Begroting 2020

B. Weerstandsvermogen en risicobeheersing

2. Weerstandsvermogen

2. Weerstandsvermogen

Het beleid gaat uit van een weerstandsratio van minimaal 1,0. Dat wil zeggen dat de berekende
risico’s in ieder geval zijn afgedekt door de aanwezige weerstandscapaciteit (vermogensbuffer). Hiermee sluiten we aan bij de adviezen van de provinciale toezichthouder.

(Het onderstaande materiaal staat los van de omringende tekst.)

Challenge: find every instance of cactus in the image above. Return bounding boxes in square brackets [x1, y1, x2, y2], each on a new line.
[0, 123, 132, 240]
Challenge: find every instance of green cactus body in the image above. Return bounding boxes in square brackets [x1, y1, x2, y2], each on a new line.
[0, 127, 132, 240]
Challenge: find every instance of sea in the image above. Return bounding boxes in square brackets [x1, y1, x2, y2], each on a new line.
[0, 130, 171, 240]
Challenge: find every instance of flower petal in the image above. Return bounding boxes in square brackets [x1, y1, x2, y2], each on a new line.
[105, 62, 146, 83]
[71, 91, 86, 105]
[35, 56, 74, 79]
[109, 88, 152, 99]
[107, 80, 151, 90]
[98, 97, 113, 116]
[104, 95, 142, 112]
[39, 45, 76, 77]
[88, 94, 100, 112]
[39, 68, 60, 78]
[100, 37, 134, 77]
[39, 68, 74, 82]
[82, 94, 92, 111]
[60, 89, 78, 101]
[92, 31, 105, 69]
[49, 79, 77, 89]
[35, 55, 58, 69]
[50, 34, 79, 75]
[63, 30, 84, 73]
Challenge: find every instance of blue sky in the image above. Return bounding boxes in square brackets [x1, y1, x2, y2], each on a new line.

Daarnaast is een minimumgrens van € 12 mln. (10% van de jaarexploitatie) als streefwaarde voor de weerstandscapaciteit vastgesteld.

Stand ultimo
(bedragen x € 1.000)

2019

2020

2021

2022

2023

Algemene reserve

13.530

13.530

13.530

13.530

13.530

Risicoreserve grondbedrijf

4.347

4.325

4.393

6.214

5.894

Niet benutte deel belastingcapaciteit

nvt

nvt

nvt

nvt

nvt

Weerstandscapaciteit

17.877

17.855

17.923

19.744

19.424

Algemene risico's

1.371

2.370

4.563

5.704

5.342

Risico's grondbedrijf

1.803

1.680

1.569

1.558

1.591

Risico's

3.174

4.050

6.132

7.262

6.933

Vrije ruimte

14.702

13.804

11.791

12.481

12.491

- Algemeen

12.158

11.159

8.967

7.825

8.188

- Grondbedrijf

2.544

2.645

2.824

4.656

4.303

Weerstandsvermogen

          5,63

          4,41

          2,92

          2,72

          2,80

Vrije ruimte: verschil tussen de weerstandscapaciteit en de risico’s.

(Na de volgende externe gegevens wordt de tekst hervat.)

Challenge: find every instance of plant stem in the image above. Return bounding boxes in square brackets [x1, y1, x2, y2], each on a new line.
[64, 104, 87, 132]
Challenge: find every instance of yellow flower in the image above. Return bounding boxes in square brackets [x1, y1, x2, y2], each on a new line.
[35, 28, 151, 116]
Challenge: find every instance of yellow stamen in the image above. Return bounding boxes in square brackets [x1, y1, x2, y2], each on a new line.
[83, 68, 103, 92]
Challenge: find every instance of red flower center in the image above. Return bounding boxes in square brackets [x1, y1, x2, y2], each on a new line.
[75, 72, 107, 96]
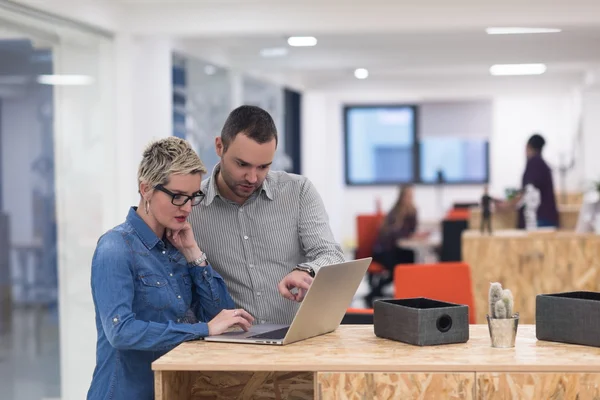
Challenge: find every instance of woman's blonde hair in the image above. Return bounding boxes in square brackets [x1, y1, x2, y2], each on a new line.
[137, 137, 207, 189]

 Weerstandsvermogen: netto weerstandscapaciteit/risico’s.

In de planperiode (2019-2022) neemt de vrije ruimte af met € 2,2 mln, naar € 12,5 mln.:
- algemene dienst: - € 4,0 mln.
o    toename risico’s sociaal domein: € 1,7 mln.
o    afnemend effect van opvang risico´s in de jaarlijkse exploitaties: € 2,8 mln.
- grondbedrijf: + € 1,8 mln.
o    winstnemingen (minus bijdragen): € 1,6 mln.
o    afname risico: € 0,2 mln.
Het weerstandsvermogen komt aan het einde van de planperiode uit op bijna 3 x de minimale grenswaarde.